Supporting your teen with fear of public speaking

Does your teen worry for days or weeks before a presentation or performance, imagining all the things that can go wrong? Before and during a presentation, do they experience shaking, blushing, sweating, nausea, dry mouth or a quivering voice?

Your teen is not alone: public speaking is one of the most common fears for people of all ages. People who seem relaxed and confident when they speak publicly have often just learned to use their fear to improve their performance.

What's going on?

  • Fear of public speaking is considered a form of social anxiety. The underlying fear is worry about judgment by others.
  • A common fear is of having your mind going blank when public speaking. This “brain freeze” is caused by to the brain’s response to stress hormones.
  • Other physical responses, like shaking hands or voice, dry mouth, difficulty breathing and a racing heart, can make public speaking even more distressing (especially when we focus on them).

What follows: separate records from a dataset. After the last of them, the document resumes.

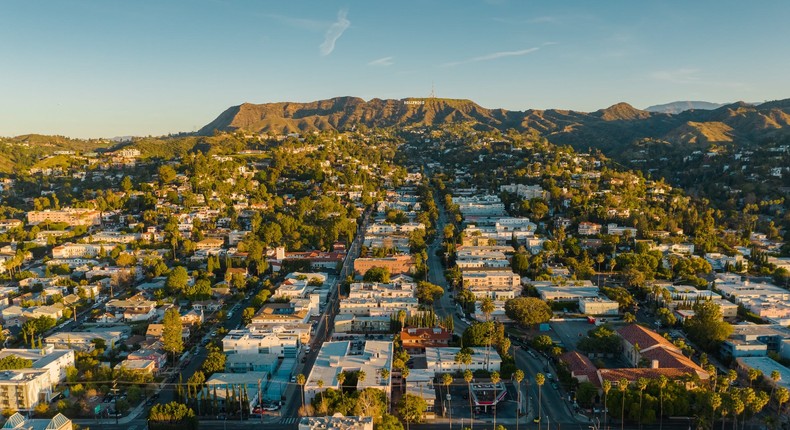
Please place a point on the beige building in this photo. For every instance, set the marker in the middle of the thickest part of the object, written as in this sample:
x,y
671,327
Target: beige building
x,y
18,421
23,389
68,216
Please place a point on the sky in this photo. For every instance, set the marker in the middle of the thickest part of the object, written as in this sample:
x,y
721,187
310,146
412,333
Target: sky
x,y
106,68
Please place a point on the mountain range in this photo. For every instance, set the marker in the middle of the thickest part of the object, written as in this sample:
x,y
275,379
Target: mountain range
x,y
615,127
681,106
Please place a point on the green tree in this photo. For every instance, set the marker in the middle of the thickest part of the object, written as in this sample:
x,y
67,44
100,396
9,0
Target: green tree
x,y
622,385
12,362
177,280
666,317
468,377
261,298
166,174
247,315
125,260
495,378
707,329
171,333
215,362
528,311
428,293
518,376
606,386
540,379
389,422
126,184
542,342
301,380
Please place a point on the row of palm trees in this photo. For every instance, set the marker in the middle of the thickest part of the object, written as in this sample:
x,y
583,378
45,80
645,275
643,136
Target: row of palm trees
x,y
720,397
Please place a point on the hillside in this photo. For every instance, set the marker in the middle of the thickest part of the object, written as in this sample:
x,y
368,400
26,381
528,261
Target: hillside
x,y
681,106
613,128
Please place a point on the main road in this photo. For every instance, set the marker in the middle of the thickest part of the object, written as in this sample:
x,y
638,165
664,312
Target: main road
x,y
554,405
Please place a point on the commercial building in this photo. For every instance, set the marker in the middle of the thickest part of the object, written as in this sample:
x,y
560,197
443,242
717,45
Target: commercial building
x,y
248,342
82,340
442,360
18,421
415,340
396,265
372,357
598,306
54,361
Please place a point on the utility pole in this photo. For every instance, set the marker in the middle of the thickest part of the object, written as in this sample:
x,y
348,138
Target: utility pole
x,y
115,399
260,400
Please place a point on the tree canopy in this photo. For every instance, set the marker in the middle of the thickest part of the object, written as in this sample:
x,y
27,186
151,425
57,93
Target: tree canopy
x,y
528,310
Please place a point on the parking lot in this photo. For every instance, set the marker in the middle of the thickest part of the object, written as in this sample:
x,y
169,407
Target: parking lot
x,y
569,332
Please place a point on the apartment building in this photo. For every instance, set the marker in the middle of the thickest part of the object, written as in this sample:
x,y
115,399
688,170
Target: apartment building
x,y
70,216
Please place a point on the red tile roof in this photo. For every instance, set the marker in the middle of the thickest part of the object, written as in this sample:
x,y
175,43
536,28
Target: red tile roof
x,y
425,336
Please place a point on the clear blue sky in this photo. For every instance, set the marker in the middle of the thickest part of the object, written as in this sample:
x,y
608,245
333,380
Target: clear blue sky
x,y
107,68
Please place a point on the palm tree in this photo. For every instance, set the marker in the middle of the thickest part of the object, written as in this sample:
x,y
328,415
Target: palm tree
x,y
775,377
487,307
606,386
468,376
518,376
447,380
463,357
641,383
540,379
737,407
622,385
782,395
495,380
662,383
320,384
341,378
715,404
711,369
753,374
301,380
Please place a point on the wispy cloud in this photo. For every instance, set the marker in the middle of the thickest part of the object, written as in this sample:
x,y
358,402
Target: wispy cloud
x,y
334,32
678,76
301,23
382,62
691,76
492,56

You can download a copy of these tips for your teen here.

How you can help

You are nervous because you want to do well, not because it’s going to go badly.

Even the best speakers get nervous, but they use their nerves to share their enthusiasm about the topic. Try to think about your nerves in a more positive light – as excitement about sharing what you know (or just excitement about the relief of having it done!).

Your classmates are on your side.

Think about a time when you saw a nervous classmate present. Did you think less of them, or did you mostly feel empathy for them? Remember that your classmates are probably feeling anxious too. They’re probably not paying attention to your every word because they are thinking about their own presentation.

Most of your anxiety is not visible.

You may feel like your nervousness is obvious. Your classmates probably can’t tell how anxious you are, so fake it till you make it! You are the only one who knows how nervous you are on the inside.

Your nerves will settle as your presentation progresses.

Anxiety is often worst right before you start. Most people find that once they get started, their anxiety begins to decrease and they feel steadier and more confident as they continue.

Tell someone.

Let your teacher, school counsellor, parent or a friend know that you’re nervous about speaking in front of others. Sometimes talking about your nerves can make them easier to overcome. You’ll probably hear that other people have felt the same, and you might just receive some helpful advice!

Be prepared.

Practise delivering your speech several times before your actual presentation. Use gradual, concrete steps, like doing your speech in front of a mirror, videotaping it, and then doing it in front of a small group to help you gain confidence. Recruit family, friends or even your pet for an audience! See this Presentation Rehearsal Checklist for more prep ideas.

Visualize confidence.

Visualize yourself calmly delivering your presentation with confidence. Elite athletes use this strategy to improve their performance in competitions. Acting as if you are confident can often help you feel more confident. Listen to Public Speaking to help you with this.

Find a friendly face.

When you’re giving your presentation, look for a friend, a classmate or an adult in the audience who seems friendly. Imagine that you are speaking only to that person.

Set realistic expectations.

Public speaking is hard to master. Even experienced speakers like politicians and actors make mistakes. Instead of trying to give a perfect speech, remind yourself that mistakes will happen. Talk yourself through it with phrases like, “If I lose my place, I will calmly scan my notes and then continue,” or “Small mistakes are going to happen and won’t ruin my presentation.”

Use relaxation techniques beforehand.

It’s helpful to regularly take time to calm down and relax in the days leading up to your presentation. Two of the most helpful relaxation techniques are Calm Breathing and Tense and Release. For more options, search YouTube for “calm breathing exercises” or download phone apps with guided relaxation tracks. During your presentation, take a few of these calm breaths and remind yourself that you are safely connected to the ground, which is firm and steady beneath your feet.

Some final thoughts

  • Encouraging your teen to use these tools will help them build their public speaking confidence. Being a confident public speaker is a valued skill in many types of work.
  • Don’t forget to celebrate your teens’ efforts, even if they are a small step. (To find out more, see the EASE at Home 8–12 resource Encouraging Your Teen to Face Fears.) Consider planning a small celebration to acknowledge their bravery and show that you’re proud. Let your teen choose something that will feel like a reward (for example, ordering in their favourite meal, or planning a fun activity to end a stressful day).